Well, let me clarify. We pick up after ourselves very well (no need to imagine heaps of dirty dishes in the sink, for example), but we've never done a particularly good job of removing dirt and grime that we or Hudson didn't create.
Instead, we largely rely on having social gatherings that force us to get the house clean. Lucky for us we're damn good hosts and people adore me, so it's easy to get guests to come over.
So, if nothing else, the public areas of our house get cleaned fairly often, if still not often enough. It's shoddy housekeeping, but it's still win-win: we see our friends, and for a short time before and after our get-together, the house looks neat and tidy.
Our master bedroom and bathroom, on the other hand, where guests rarely tread, are a testament to the slow and steady accumulation of grunge. And don't even get me started on the thick shag carpet of dust and dog hair under and behind our bed. (Gross, I know, but we're all friends here, right? Judge me if you must, but let him who is without grunge under his bed cast the first stone.)
In fact, the sorry state of our private quarters is such that I spent an hour yesterday erasing the evidence of our lackluster domestic hygiene. Many a dust bunny met its long-overdue demise under the lackluster suction of my under-used Eureka vacuum.
While I know that nothing in our house could possibly shock a professional cleaner, shame dictated that I slay dust bunnies before she arrives this morning.
On a completely unrelated note, the largest rabbits (hares?) I have EVER seen were loping about in a large grassy field that demarcated the Czech/Austria border. It was 1988, and I was on a bus full of college students returning to Vienna after a long weekend in Prague. As we waited at the border for the guards to inspect our passports and search our luggage for contraband, we noticed fifteen to twenty truly enormous rabbits watching us serenely as they ate grass and passed hraka. They were perhaps fifty yards from our bus, so our sense of scale was quite clear.
I swear to God that these creatures were the size of Golden Retrievers.

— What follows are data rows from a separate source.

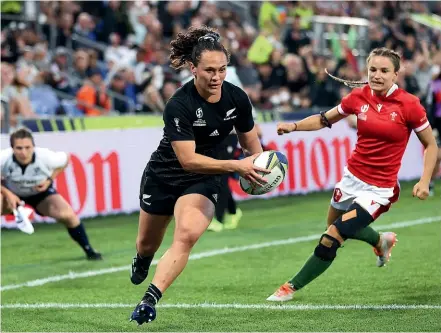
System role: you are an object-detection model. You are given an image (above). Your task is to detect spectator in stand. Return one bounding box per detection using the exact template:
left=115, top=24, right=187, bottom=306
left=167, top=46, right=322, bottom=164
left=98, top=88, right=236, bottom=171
left=283, top=16, right=311, bottom=54
left=77, top=69, right=111, bottom=116
left=1, top=63, right=35, bottom=127
left=109, top=73, right=129, bottom=114
left=56, top=13, right=74, bottom=47
left=50, top=47, right=72, bottom=94
left=70, top=50, right=89, bottom=93
left=73, top=12, right=96, bottom=44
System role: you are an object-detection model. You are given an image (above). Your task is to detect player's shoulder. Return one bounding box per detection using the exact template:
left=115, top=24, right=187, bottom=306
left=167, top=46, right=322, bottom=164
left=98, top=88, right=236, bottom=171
left=34, top=147, right=54, bottom=161
left=0, top=147, right=13, bottom=163
left=223, top=81, right=248, bottom=98
left=222, top=81, right=249, bottom=105
left=396, top=88, right=420, bottom=105
left=165, top=80, right=193, bottom=111
left=350, top=85, right=371, bottom=97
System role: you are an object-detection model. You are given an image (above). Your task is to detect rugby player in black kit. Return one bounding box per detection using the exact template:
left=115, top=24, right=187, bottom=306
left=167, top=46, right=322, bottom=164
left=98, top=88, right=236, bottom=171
left=130, top=26, right=269, bottom=325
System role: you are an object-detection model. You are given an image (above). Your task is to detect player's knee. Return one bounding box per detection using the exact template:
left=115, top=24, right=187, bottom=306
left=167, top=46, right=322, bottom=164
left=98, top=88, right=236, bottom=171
left=53, top=209, right=79, bottom=227
left=136, top=237, right=161, bottom=256
left=333, top=202, right=373, bottom=240
left=314, top=234, right=340, bottom=261
left=173, top=228, right=200, bottom=249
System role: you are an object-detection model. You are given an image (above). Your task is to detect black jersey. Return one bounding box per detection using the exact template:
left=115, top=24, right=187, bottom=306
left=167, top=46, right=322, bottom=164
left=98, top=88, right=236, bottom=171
left=146, top=80, right=254, bottom=187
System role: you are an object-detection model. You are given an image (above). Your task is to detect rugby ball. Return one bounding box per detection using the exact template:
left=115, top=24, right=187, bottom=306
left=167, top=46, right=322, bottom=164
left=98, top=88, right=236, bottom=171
left=239, top=150, right=288, bottom=195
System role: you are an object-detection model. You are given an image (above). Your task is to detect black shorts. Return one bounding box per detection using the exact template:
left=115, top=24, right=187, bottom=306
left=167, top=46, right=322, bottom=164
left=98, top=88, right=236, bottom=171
left=19, top=185, right=58, bottom=215
left=139, top=173, right=220, bottom=215
left=432, top=118, right=441, bottom=148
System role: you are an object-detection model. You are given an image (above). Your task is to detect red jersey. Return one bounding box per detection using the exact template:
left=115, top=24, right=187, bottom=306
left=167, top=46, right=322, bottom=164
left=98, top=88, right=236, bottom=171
left=338, top=84, right=429, bottom=187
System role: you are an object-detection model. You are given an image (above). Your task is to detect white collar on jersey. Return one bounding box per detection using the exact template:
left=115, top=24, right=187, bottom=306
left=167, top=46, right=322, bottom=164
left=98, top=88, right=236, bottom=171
left=371, top=83, right=398, bottom=97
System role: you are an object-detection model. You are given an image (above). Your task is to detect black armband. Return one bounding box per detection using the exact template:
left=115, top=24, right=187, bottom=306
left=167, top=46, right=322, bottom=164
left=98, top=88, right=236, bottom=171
left=320, top=111, right=332, bottom=128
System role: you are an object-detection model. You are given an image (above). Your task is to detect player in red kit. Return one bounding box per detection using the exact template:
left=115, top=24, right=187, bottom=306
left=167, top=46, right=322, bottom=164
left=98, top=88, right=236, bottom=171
left=267, top=48, right=437, bottom=301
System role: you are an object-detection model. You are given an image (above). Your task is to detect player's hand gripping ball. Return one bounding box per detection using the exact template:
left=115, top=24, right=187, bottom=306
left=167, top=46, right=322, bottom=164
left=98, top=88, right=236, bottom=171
left=239, top=150, right=288, bottom=195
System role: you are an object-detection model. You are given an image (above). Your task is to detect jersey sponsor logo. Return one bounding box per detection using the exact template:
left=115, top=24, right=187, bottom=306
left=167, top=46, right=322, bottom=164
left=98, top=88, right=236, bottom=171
left=390, top=112, right=398, bottom=121
left=357, top=104, right=369, bottom=121
left=193, top=108, right=207, bottom=126
left=142, top=194, right=152, bottom=206
left=224, top=108, right=237, bottom=120
left=196, top=108, right=204, bottom=119
left=333, top=188, right=343, bottom=202
left=174, top=118, right=181, bottom=132
left=193, top=119, right=207, bottom=126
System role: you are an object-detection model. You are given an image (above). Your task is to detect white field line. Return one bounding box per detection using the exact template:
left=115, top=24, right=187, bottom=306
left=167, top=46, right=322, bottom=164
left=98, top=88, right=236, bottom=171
left=1, top=303, right=441, bottom=311
left=0, top=216, right=441, bottom=291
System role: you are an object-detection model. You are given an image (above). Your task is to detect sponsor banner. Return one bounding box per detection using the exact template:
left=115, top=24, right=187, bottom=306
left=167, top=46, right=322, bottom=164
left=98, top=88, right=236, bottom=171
left=1, top=122, right=423, bottom=227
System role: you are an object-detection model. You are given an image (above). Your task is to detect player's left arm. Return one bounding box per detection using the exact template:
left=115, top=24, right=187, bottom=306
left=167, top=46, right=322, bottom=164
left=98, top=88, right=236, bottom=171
left=413, top=125, right=438, bottom=200
left=237, top=125, right=263, bottom=155
left=35, top=148, right=70, bottom=192
left=407, top=102, right=438, bottom=200
left=234, top=90, right=263, bottom=155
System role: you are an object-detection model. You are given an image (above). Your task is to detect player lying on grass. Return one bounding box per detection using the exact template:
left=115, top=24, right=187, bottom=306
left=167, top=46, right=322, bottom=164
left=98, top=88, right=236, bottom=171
left=0, top=128, right=102, bottom=260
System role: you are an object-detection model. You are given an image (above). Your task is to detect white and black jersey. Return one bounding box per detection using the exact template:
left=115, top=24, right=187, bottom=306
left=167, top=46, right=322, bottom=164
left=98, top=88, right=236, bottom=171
left=145, top=80, right=254, bottom=187
left=0, top=147, right=68, bottom=198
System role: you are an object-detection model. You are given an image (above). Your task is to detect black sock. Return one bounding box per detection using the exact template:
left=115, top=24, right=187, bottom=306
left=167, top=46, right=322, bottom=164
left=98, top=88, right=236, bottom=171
left=228, top=191, right=237, bottom=215
left=142, top=283, right=162, bottom=305
left=67, top=223, right=93, bottom=253
left=136, top=253, right=154, bottom=271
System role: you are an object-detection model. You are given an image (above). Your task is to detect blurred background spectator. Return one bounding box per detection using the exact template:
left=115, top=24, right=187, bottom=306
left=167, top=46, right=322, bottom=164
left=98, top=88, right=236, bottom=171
left=1, top=0, right=441, bottom=130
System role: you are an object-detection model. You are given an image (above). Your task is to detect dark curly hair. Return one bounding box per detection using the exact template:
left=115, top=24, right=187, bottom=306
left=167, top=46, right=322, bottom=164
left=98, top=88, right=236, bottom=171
left=170, top=26, right=230, bottom=69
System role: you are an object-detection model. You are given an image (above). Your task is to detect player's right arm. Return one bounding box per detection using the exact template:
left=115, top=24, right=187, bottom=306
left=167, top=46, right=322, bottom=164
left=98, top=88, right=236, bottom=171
left=164, top=98, right=269, bottom=184
left=277, top=88, right=355, bottom=135
left=0, top=149, right=21, bottom=210
left=277, top=106, right=346, bottom=135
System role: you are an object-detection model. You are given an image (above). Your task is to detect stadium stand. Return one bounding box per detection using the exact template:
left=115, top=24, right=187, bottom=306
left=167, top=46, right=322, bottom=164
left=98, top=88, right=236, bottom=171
left=1, top=1, right=441, bottom=131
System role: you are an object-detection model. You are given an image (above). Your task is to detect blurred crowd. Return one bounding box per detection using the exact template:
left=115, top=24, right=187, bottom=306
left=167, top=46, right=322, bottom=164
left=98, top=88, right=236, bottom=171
left=1, top=0, right=441, bottom=126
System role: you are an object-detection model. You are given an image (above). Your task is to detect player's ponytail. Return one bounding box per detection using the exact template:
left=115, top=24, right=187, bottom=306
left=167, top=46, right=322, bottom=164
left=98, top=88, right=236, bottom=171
left=170, top=26, right=230, bottom=69
left=325, top=47, right=401, bottom=88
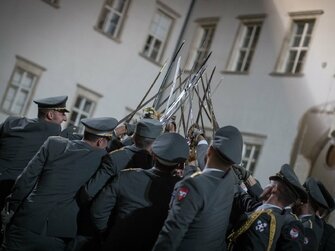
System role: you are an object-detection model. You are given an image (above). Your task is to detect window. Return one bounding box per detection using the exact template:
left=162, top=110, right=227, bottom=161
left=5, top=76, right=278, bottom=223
left=1, top=56, right=45, bottom=115
left=42, top=0, right=60, bottom=8
left=227, top=15, right=265, bottom=73
left=142, top=9, right=173, bottom=62
left=97, top=0, right=130, bottom=38
left=276, top=11, right=323, bottom=74
left=242, top=134, right=265, bottom=173
left=68, top=84, right=102, bottom=133
left=186, top=18, right=218, bottom=71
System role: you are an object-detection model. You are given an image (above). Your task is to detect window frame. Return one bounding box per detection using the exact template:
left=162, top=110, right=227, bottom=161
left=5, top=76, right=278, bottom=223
left=242, top=133, right=266, bottom=173
left=94, top=0, right=131, bottom=42
left=185, top=17, right=219, bottom=72
left=0, top=55, right=46, bottom=116
left=139, top=1, right=181, bottom=65
left=271, top=10, right=323, bottom=76
left=67, top=84, right=103, bottom=133
left=224, top=14, right=266, bottom=74
left=42, top=0, right=60, bottom=9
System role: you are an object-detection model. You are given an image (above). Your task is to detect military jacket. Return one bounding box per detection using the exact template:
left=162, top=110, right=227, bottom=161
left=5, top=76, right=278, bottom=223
left=228, top=204, right=284, bottom=251
left=82, top=145, right=152, bottom=200
left=300, top=215, right=323, bottom=251
left=0, top=116, right=61, bottom=181
left=91, top=168, right=180, bottom=251
left=276, top=207, right=305, bottom=251
left=319, top=221, right=335, bottom=251
left=153, top=169, right=235, bottom=251
left=10, top=136, right=107, bottom=238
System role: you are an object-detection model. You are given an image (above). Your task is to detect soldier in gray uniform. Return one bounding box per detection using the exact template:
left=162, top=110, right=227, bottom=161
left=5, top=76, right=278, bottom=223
left=0, top=96, right=68, bottom=239
left=295, top=177, right=328, bottom=250
left=3, top=117, right=117, bottom=251
left=317, top=181, right=335, bottom=251
left=80, top=119, right=163, bottom=203
left=228, top=164, right=305, bottom=251
left=153, top=126, right=243, bottom=251
left=91, top=133, right=189, bottom=251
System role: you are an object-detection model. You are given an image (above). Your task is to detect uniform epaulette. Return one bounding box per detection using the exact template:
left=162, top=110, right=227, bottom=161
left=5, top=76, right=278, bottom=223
left=109, top=146, right=124, bottom=155
left=190, top=171, right=201, bottom=178
left=121, top=168, right=142, bottom=172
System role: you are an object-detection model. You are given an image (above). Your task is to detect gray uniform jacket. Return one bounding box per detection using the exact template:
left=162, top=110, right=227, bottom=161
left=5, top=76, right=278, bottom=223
left=276, top=207, right=305, bottom=251
left=91, top=168, right=180, bottom=251
left=10, top=137, right=107, bottom=238
left=153, top=167, right=235, bottom=251
left=228, top=204, right=285, bottom=251
left=81, top=145, right=152, bottom=202
left=0, top=116, right=61, bottom=180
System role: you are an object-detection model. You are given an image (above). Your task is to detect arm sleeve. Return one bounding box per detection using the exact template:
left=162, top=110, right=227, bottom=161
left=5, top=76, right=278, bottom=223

Everyone in the bus was awestruck and horrified by the size of these "bunnies."
My shock was such that I lacked the presence of mind to take pictures, but I promise you, I'm not exaggerating when I say a toddler could easily have ridden one of these critters like a pony at a county fair.
To this day, Darren claims I'm exaggerating when I tell this tale, but if there's anyone out there who was on that bus with me in May twenty years ago, please back me up.
Those mofos were like something from Night of the Lepus.
Yeah, that's what we had under our bed. Not dust bunnies. Dust Lepuses. (Dust Lepi?)
Well, whatever they were, they're gone. GONE!
And they'll never be back! HAHAHAHAHAHAAAAA!